News from GPU parameter tuning

Used GPUCA_KERNEL_RESOURCE_USAGE_VERBOSE 1
For 750kHz pp dataset, tuner selected as best configuration block_size = 512, grid_size = 540 for GMMergerCollect
This translated to 512, 9 on the parameter header --> try to fit 9 blocks of 512 threads each on each CU
What GPUCA_KERNEL_RESOURCE_USAGE_VERBOSE said: Occupancy [waves/SIMD]: 9
On MI50: 4 SIMD per CU
Number of threads residing on the GPU at the same time: 64 threads per wave * 9 waves per SIMD * 4 SIMD per CU * 60 CUs in a MI50 = 64 * 9 * 4 * 60 = 138 240
Number of requested threads: 512 threads per block * 9 blocks per CU * 60 CUs in a MI50 = 276 480
Actual threads / Requested threads = 138 240 / 276 480 = 0.5
So half grid can reside on the GPU

HS23 Contribution from ALICE

Chatted with Robin yesterday. They are prone to use the CI container directly.

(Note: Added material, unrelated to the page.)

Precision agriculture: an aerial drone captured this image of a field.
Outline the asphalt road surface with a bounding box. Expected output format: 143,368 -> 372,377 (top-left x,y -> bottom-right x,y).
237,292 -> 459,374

CUDA Compatibility guarantees allow for upgrading only certain components.
- Backwards compatibility ensures that a newer NVIDIA driver can be used with an older CUDA Toolkit.
- Minor version and forward compatibility ensure that an older NVIDIA driver can be used with a newer CUDA Toolkit (until certain version).
FAQ: Does CUDA compatibility work with containers? Yes, when using containers that are based on the official CUDA base images.

Differences between sync and async run of the benchmark, except from RTC and compression/decompression?